Growth of Listeria innocua at 9 °C was investigated in white cheeses manufactured from ultra-filtrate milk concentrate added varying amounts of skimmed milk powder, NaCl and glucono-delta-lactone. Characterization of the white cheese structures was performed using nuclear magnetic resonance (NMR) T2 relaxation parameters (relaxation times constants, relative areas and width of peaks) and their applicability as predictive factors for maximum specific growth rate, √µ(max) and log-increase in 6 weeks of L. innocua was evaluated by polynomial modeling. Inclusion of NMR parameters was able to increase the goodness-of-fit of two basic models; one having pH, undissociated gluconic acid (GA(u), mM) and NaCl (% w/v) as predictive factors and another having pH, GA(u) and a(w) as predictive factors. However, the best model fit was observed using √µ(max) as response for the model including pH, GA(u), aw and Width T21 revealing the lowest relative root mean squared errors of 14.0%. As the T2 relaxation population T21 is assigned to represent immobilized bulk water protons and the width T21 the heterogeneity of this water population, growth of L. innocua in white cheese seemed to be dependent on the heterogeneity of the immobilized bulk water present in cheese.

Water properties in cream cheeses with variations in pH, fat, and salt content and correlation to microbial survival.

Water mobility and distribution in cream cheeses with variations in fat (4, 15, and 26%), added salt (0, 0.625, and 1.25%), and pH (4.2, 4.7, and 5.2) were studied using (1)H NMR relaxometry. The cheese samples were inoculated with a mixture of Listeria innocua, Escherichia coli O157 and Staphylococcus aureus, and partial least-squares regression revealed that (1)H T(2) relaxation decay data were able to explain a large part of the variation in the survival of E. coli O157 (64-83%). However, the predictions of L. innocua and S. aureus survival were strongly dependent on the fat/water content of the samples. Consequently, the present results indicate that NMR relaxometry is a promising technique for predicting the survival of these bacteria; however, the characteristics of the sample matrix are substantial.
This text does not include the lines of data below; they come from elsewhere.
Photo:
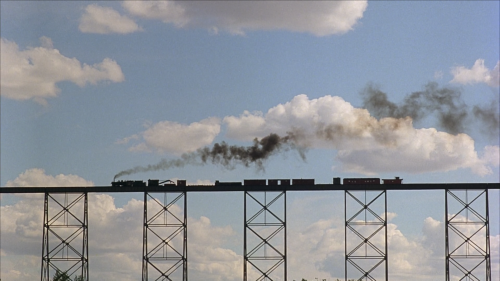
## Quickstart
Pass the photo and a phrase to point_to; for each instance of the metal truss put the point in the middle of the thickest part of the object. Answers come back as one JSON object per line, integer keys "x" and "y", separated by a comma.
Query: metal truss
{"x": 265, "y": 236}
{"x": 467, "y": 235}
{"x": 65, "y": 235}
{"x": 164, "y": 253}
{"x": 366, "y": 250}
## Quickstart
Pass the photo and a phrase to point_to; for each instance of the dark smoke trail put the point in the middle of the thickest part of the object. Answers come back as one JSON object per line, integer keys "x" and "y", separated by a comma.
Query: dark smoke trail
{"x": 226, "y": 155}
{"x": 446, "y": 102}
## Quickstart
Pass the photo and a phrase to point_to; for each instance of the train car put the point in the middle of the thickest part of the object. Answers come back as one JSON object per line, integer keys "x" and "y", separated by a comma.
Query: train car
{"x": 153, "y": 182}
{"x": 362, "y": 181}
{"x": 336, "y": 181}
{"x": 278, "y": 182}
{"x": 228, "y": 183}
{"x": 303, "y": 182}
{"x": 128, "y": 183}
{"x": 254, "y": 182}
{"x": 396, "y": 180}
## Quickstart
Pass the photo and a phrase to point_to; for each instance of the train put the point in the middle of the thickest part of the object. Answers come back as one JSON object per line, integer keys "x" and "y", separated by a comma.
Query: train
{"x": 254, "y": 182}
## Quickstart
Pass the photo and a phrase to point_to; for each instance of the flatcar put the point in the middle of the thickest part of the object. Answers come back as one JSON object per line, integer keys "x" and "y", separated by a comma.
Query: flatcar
{"x": 396, "y": 180}
{"x": 302, "y": 181}
{"x": 128, "y": 183}
{"x": 228, "y": 183}
{"x": 278, "y": 182}
{"x": 361, "y": 181}
{"x": 254, "y": 182}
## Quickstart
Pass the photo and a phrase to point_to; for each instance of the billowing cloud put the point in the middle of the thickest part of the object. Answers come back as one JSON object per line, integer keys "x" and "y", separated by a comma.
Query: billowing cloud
{"x": 478, "y": 73}
{"x": 364, "y": 144}
{"x": 172, "y": 137}
{"x": 320, "y": 18}
{"x": 104, "y": 20}
{"x": 38, "y": 177}
{"x": 33, "y": 73}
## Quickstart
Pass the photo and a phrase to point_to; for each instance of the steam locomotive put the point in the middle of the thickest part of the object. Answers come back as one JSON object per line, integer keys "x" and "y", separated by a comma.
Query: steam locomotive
{"x": 253, "y": 182}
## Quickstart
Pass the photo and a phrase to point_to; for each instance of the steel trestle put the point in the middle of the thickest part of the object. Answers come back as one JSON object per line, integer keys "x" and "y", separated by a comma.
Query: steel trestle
{"x": 265, "y": 236}
{"x": 467, "y": 235}
{"x": 366, "y": 220}
{"x": 65, "y": 236}
{"x": 164, "y": 255}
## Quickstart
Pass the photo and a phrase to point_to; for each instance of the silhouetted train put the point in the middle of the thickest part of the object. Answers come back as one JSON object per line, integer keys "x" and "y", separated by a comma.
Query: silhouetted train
{"x": 253, "y": 182}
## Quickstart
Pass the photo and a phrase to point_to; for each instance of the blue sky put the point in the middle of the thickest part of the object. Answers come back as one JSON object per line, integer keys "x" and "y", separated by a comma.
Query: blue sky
{"x": 90, "y": 89}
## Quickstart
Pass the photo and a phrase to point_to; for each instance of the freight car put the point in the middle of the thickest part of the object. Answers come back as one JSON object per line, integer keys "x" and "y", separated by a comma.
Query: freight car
{"x": 375, "y": 181}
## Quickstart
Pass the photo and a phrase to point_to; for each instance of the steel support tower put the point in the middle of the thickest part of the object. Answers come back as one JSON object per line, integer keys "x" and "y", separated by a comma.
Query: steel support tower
{"x": 366, "y": 235}
{"x": 65, "y": 236}
{"x": 164, "y": 253}
{"x": 467, "y": 235}
{"x": 265, "y": 236}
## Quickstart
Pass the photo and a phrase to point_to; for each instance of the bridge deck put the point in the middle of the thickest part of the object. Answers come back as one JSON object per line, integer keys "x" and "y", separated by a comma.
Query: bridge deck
{"x": 234, "y": 188}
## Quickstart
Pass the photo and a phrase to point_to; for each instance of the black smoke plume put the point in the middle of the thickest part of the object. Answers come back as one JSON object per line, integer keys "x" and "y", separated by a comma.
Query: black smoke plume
{"x": 226, "y": 155}
{"x": 447, "y": 103}
{"x": 489, "y": 118}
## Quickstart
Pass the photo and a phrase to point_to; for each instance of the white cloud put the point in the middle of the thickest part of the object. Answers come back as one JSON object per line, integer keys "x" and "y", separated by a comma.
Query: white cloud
{"x": 320, "y": 18}
{"x": 478, "y": 73}
{"x": 104, "y": 20}
{"x": 110, "y": 258}
{"x": 37, "y": 177}
{"x": 315, "y": 246}
{"x": 33, "y": 73}
{"x": 365, "y": 145}
{"x": 172, "y": 137}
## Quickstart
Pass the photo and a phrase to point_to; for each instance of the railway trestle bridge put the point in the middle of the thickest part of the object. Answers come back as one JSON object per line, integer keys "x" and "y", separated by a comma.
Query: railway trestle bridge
{"x": 164, "y": 256}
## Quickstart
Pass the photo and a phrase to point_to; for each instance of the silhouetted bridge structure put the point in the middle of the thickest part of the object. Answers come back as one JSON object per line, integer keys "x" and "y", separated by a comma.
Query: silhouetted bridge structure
{"x": 164, "y": 257}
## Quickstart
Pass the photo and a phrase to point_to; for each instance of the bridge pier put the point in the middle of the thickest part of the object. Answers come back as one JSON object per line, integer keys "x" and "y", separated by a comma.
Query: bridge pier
{"x": 366, "y": 235}
{"x": 65, "y": 235}
{"x": 265, "y": 236}
{"x": 164, "y": 253}
{"x": 467, "y": 235}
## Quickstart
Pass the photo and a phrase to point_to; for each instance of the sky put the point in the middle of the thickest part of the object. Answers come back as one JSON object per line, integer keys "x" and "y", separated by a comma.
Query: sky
{"x": 347, "y": 88}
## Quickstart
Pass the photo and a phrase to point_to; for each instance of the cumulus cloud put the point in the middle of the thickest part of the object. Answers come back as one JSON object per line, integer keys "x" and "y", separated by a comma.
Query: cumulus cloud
{"x": 104, "y": 20}
{"x": 37, "y": 177}
{"x": 365, "y": 145}
{"x": 320, "y": 18}
{"x": 33, "y": 73}
{"x": 173, "y": 137}
{"x": 478, "y": 73}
Molecular water motions of skim milk powder solutions during acidification studied by 17O and 1H nuclear magnetic resonance and rheology.

The molecular motion of water was studied in glucono-δ-lactone-acidified skim milk powder (SMP) solutions with various pH values and dry matter contents. NMR relaxometry measurements revealed that lowering the pH in SMP solutions affected 17O and 1H T2 relaxation rates almost identically. Consequently, the present study indicates that the proteins present in the samples do not affect the 1H relaxation behavior markedly, even at relatively high SMP concentrations (15-25%). Comparison of rheological measurements and NMR measurements suggested that the collapse of κ-casein during acidification could contribute to the initial decrease in 17O and 1H relaxation rate in the pH range between 6.6 and 5.5 for 15% SMP and in the pH range between 6.6 and 5.9 for 25% SMP. However, below pH 5.5 the viscosity and 17O and 1H NMR relaxation rates did not correlate, revealing that the aggregation of casein micelles, which increases viscosity below pH 5.5, does not involve major repartitioning of water.
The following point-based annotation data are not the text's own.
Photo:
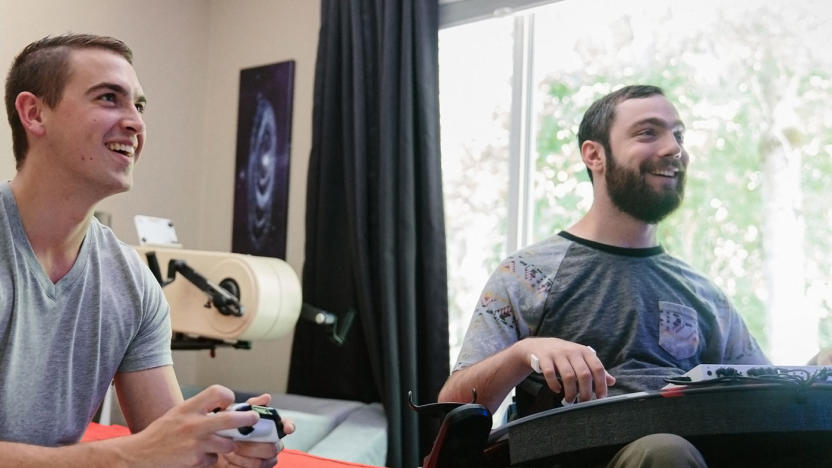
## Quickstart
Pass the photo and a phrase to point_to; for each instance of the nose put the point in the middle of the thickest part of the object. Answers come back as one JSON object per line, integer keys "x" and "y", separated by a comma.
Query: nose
{"x": 672, "y": 147}
{"x": 133, "y": 121}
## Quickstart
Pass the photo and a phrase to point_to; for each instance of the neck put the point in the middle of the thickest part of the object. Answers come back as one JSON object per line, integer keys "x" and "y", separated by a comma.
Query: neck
{"x": 606, "y": 224}
{"x": 55, "y": 221}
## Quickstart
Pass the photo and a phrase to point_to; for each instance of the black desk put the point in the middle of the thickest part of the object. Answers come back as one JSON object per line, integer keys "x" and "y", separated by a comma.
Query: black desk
{"x": 727, "y": 423}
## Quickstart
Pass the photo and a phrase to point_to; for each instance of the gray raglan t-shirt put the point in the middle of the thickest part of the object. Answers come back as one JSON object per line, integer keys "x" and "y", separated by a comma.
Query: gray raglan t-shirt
{"x": 62, "y": 343}
{"x": 647, "y": 314}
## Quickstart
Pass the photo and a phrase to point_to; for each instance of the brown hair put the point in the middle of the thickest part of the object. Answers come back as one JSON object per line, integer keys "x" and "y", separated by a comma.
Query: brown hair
{"x": 597, "y": 121}
{"x": 42, "y": 69}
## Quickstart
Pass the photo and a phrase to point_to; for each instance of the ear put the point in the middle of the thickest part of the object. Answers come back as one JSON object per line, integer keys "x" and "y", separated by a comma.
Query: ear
{"x": 30, "y": 111}
{"x": 594, "y": 157}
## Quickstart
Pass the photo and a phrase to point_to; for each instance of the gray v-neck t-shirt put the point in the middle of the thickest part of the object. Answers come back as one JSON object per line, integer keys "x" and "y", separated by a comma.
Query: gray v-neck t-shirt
{"x": 62, "y": 343}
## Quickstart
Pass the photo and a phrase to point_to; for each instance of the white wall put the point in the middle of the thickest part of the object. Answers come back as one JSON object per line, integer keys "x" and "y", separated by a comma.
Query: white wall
{"x": 188, "y": 54}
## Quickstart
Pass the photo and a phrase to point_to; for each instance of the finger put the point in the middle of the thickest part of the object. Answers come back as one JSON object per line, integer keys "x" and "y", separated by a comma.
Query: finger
{"x": 583, "y": 377}
{"x": 288, "y": 426}
{"x": 219, "y": 444}
{"x": 568, "y": 381}
{"x": 213, "y": 397}
{"x": 229, "y": 420}
{"x": 598, "y": 373}
{"x": 261, "y": 400}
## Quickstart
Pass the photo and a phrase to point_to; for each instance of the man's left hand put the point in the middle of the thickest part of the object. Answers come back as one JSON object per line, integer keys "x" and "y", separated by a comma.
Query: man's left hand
{"x": 256, "y": 454}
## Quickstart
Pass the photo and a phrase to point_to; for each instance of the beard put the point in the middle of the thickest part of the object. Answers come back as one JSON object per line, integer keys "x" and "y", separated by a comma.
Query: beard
{"x": 631, "y": 193}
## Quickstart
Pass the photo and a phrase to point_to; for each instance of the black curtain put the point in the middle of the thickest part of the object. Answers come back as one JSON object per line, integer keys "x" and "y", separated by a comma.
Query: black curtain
{"x": 375, "y": 234}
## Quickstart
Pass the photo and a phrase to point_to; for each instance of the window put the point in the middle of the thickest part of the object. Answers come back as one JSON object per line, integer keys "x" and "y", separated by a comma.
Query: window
{"x": 752, "y": 82}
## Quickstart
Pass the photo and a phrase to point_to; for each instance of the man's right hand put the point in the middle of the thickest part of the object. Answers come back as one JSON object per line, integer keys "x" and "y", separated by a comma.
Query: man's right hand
{"x": 186, "y": 434}
{"x": 569, "y": 368}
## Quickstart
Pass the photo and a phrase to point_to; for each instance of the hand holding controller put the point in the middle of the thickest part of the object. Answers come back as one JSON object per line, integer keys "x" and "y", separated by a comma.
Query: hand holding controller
{"x": 268, "y": 429}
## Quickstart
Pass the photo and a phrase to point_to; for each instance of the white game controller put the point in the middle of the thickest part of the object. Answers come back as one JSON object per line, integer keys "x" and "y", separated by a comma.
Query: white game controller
{"x": 269, "y": 427}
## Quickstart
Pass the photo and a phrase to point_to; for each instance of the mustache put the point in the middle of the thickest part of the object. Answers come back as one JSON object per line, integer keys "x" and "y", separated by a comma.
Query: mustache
{"x": 651, "y": 166}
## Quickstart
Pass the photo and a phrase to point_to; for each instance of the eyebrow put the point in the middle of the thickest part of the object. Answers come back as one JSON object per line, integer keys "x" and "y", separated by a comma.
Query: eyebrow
{"x": 674, "y": 125}
{"x": 116, "y": 88}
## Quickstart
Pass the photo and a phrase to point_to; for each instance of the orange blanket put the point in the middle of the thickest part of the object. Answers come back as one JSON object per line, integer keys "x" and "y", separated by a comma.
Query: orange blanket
{"x": 287, "y": 458}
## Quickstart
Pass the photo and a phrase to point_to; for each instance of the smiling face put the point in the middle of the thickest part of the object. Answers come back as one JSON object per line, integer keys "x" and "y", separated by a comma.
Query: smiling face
{"x": 646, "y": 161}
{"x": 95, "y": 134}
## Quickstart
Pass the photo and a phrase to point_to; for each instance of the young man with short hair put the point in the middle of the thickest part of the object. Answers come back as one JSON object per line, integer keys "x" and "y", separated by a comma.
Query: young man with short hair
{"x": 78, "y": 309}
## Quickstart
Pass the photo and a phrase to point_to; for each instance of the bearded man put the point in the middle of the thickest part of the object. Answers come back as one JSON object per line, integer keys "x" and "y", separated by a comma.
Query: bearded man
{"x": 601, "y": 308}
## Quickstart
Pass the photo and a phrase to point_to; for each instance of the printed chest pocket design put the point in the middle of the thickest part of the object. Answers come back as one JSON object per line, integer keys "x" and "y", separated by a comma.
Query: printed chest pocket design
{"x": 678, "y": 330}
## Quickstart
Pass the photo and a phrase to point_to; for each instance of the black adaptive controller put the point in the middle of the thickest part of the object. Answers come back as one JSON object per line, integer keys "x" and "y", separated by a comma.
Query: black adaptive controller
{"x": 268, "y": 429}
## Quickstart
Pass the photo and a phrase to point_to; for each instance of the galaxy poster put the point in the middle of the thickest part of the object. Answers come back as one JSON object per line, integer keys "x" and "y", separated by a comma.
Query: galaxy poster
{"x": 264, "y": 128}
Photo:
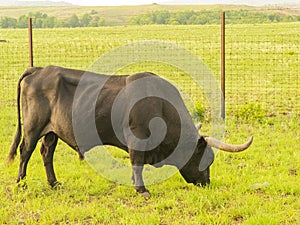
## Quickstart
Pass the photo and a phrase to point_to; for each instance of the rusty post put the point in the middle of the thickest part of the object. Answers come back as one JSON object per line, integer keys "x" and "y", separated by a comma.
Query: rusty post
{"x": 30, "y": 42}
{"x": 223, "y": 64}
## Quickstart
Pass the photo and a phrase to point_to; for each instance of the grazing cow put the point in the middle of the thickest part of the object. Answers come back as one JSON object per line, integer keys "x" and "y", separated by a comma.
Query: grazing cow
{"x": 58, "y": 103}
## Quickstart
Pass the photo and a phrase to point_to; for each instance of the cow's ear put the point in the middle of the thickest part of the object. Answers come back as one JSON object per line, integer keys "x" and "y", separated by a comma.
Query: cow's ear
{"x": 207, "y": 159}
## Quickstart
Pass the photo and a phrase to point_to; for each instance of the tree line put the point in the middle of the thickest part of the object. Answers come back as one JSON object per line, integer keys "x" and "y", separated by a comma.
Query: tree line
{"x": 191, "y": 17}
{"x": 42, "y": 20}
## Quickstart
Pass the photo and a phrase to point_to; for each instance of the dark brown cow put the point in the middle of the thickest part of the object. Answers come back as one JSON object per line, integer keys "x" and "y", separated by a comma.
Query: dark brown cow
{"x": 58, "y": 103}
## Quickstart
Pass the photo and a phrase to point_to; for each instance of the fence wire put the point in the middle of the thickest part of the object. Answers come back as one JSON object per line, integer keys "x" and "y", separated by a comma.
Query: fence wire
{"x": 262, "y": 61}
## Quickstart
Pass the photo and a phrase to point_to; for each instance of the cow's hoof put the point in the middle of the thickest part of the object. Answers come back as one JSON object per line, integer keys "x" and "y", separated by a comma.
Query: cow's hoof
{"x": 56, "y": 185}
{"x": 145, "y": 194}
{"x": 22, "y": 184}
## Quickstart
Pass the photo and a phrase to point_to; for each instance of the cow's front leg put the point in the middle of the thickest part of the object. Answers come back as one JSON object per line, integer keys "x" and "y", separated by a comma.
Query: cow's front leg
{"x": 47, "y": 151}
{"x": 137, "y": 162}
{"x": 137, "y": 178}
Effect of gel firmness at cutting time, pH, and temperature on rennet coagulation and syneresis: an in situ 1H NMR relaxation study.
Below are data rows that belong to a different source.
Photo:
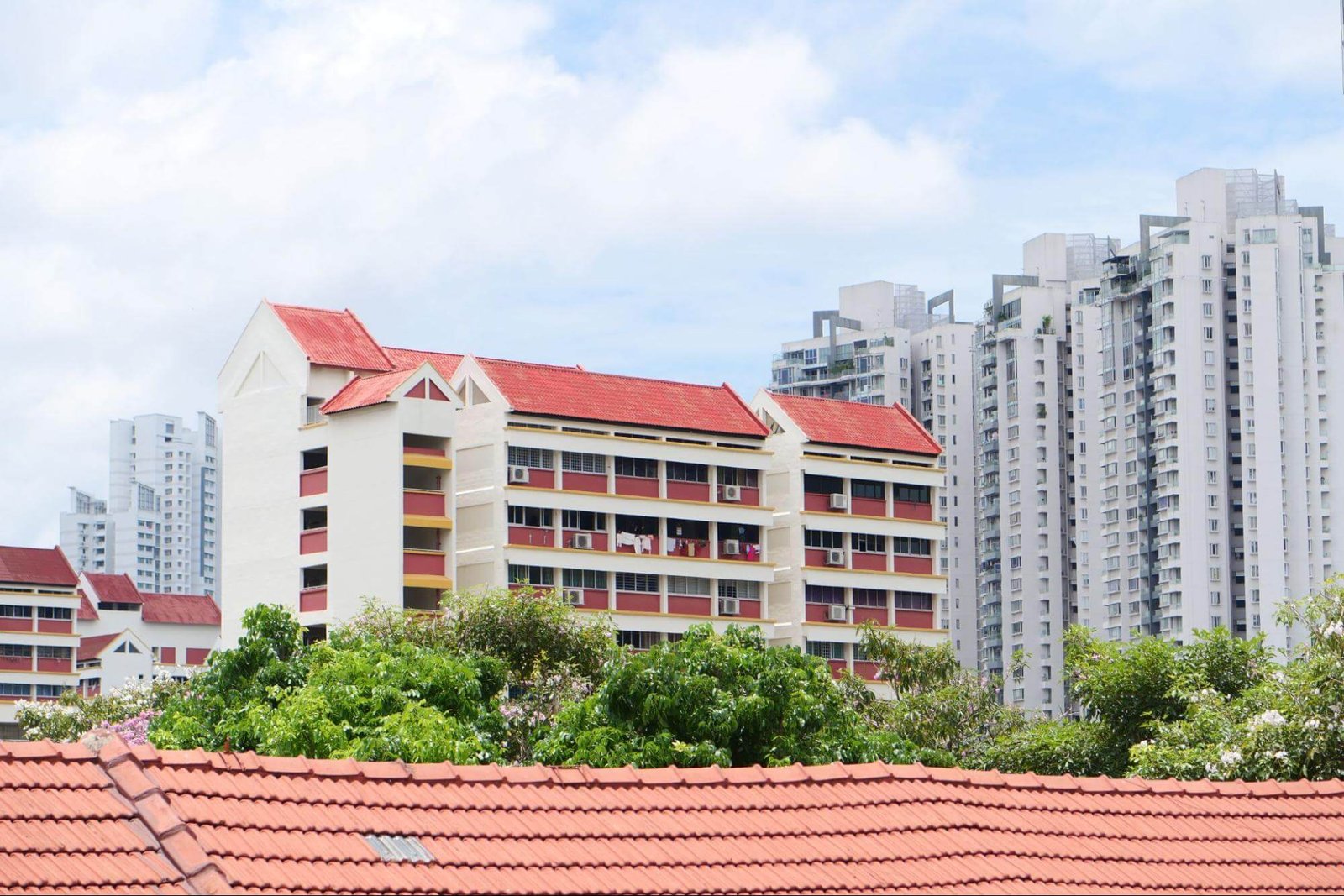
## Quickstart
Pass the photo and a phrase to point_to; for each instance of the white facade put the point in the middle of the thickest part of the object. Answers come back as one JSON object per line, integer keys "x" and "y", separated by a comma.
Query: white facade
{"x": 160, "y": 521}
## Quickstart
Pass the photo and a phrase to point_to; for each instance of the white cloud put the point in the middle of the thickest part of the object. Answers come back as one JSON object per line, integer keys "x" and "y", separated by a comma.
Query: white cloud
{"x": 396, "y": 156}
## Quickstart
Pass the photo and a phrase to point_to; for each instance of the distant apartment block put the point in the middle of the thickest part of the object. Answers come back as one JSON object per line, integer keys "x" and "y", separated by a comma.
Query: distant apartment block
{"x": 160, "y": 521}
{"x": 365, "y": 470}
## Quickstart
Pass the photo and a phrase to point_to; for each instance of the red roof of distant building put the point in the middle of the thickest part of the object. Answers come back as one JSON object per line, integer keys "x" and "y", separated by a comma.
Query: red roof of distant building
{"x": 181, "y": 609}
{"x": 578, "y": 394}
{"x": 857, "y": 425}
{"x": 134, "y": 817}
{"x": 112, "y": 589}
{"x": 87, "y": 611}
{"x": 335, "y": 338}
{"x": 409, "y": 359}
{"x": 35, "y": 566}
{"x": 91, "y": 647}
The objective of this study was to monitor rennet-induced milk gel formation and mechanically induced gel syneresis in situ by low-field NMR. pH, temperature, and gel firmness at cutting time were varied in a factorial design. The new curve-fitting method Doubleslicing revealed that during coagulation two proton populations with distinct transverse relaxation times (T2,1=181, T2,2=465 ms) were present in fractions (f1=98.9%, f2=1.1%). Mechanical cutting of the gel in the NMR tube induced macrosyneresis, which led to the appearance of an additional proton population (T2,3=1500-2200 ms) identified as whey. On the basis of NMR quantification of whey water the syneresis rate was calculated and found to be significantly dependent on pH and temperature.